A scent of salt...our life


It was recently my birthday,another year has passed,another year older. I was thinking about the notion of "witnessing of my life ", the pondering of what is recorded, remembered,absorbed of our essence with the passing of infinite unfathomable time,what remains to be said of us, told of us,seen of us,felt of us, smelled us,touched of us with each year that passes or when we are physically no longer. I thought of the momentous, heartfelt ,miraculous moments of my life,those that I love and treasure,but we are all but fleeting specs of dust in the galaxy of time. I thought of the expansive sea and sky,the monumental mountains which I imagined for a moment witnesses all, but is evanescent as I am as well. This poem by Phillip Levine speaks to me, that
even that which we imagine witnesses all is but fleeting as well.



Our Valley,by Phillip Levine
We don't see the ocean, not ever, but in July and August
when the worst heat seems to rise from the hard clay
of this valley, you could be walking through a fig orchard
when suddenly the wind cools and for a moment
you get a whiff of salt, and in that moment you can almost
believe something is waiting beyond the Pacheco Pass,
something massive, irrational, and so powerful even
the mountains that rise east of here have no word for it.

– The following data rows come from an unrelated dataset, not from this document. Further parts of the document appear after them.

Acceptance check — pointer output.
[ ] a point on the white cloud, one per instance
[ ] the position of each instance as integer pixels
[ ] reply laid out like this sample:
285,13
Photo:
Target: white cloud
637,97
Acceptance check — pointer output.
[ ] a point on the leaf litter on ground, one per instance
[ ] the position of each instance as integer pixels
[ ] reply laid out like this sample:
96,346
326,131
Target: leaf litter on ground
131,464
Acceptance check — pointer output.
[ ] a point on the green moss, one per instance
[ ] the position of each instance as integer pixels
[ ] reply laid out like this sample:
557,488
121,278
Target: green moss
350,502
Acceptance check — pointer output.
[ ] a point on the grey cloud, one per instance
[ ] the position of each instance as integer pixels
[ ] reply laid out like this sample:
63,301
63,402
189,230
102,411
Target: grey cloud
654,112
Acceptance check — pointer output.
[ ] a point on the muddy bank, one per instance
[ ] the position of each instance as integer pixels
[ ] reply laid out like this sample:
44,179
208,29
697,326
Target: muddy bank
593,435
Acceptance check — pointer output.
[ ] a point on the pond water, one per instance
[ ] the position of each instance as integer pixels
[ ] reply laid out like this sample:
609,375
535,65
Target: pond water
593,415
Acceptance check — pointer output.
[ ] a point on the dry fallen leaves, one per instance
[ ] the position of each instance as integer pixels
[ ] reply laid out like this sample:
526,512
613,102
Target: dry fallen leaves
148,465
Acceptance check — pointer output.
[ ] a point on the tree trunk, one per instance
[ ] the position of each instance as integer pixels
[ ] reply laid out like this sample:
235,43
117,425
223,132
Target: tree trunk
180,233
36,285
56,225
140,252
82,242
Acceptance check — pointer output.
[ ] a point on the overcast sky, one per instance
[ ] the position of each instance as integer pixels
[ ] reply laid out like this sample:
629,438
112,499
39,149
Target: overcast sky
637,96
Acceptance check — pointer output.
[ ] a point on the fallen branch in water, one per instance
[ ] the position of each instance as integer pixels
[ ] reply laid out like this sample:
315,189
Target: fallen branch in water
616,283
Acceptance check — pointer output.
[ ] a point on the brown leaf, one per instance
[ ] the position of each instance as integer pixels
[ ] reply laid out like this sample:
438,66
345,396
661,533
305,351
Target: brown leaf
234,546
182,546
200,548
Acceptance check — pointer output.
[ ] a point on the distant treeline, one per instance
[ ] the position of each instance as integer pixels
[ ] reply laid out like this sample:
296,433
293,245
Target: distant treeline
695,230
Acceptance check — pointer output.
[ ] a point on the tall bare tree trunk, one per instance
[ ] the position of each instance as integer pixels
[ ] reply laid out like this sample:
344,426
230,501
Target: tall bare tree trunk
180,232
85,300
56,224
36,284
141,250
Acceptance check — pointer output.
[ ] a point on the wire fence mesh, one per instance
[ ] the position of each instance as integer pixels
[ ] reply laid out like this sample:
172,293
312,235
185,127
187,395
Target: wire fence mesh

You probably think I'm nuts saying the mountains
have no word for ocean, but if you live here
you begin to believe they know everything.
They maintain that huge silence we think of as divine,
a silence that grows in autumn when snow falls
slowly between the pines and the wind dies
to less than a whisper and you can barely catch
your breath because you're thrilled and terrified.

You have to remember this isn't your land.
It belongs to no one, like the sea you once lived beside
and thought was yours. Remember the small boats
that bobbed out as the waves rode in, and the men
who carved a living from it only to find themselves
carved down to nothing. Now you say this is home,
so go ahead, worship the mountains as they dissolve in dust,
wait on the wind, catch a scent of salt, call it our life.

1 comment:

  1. Wow Emma! This is such a powerful poem!! I forgot how much I loved Phillip Levine!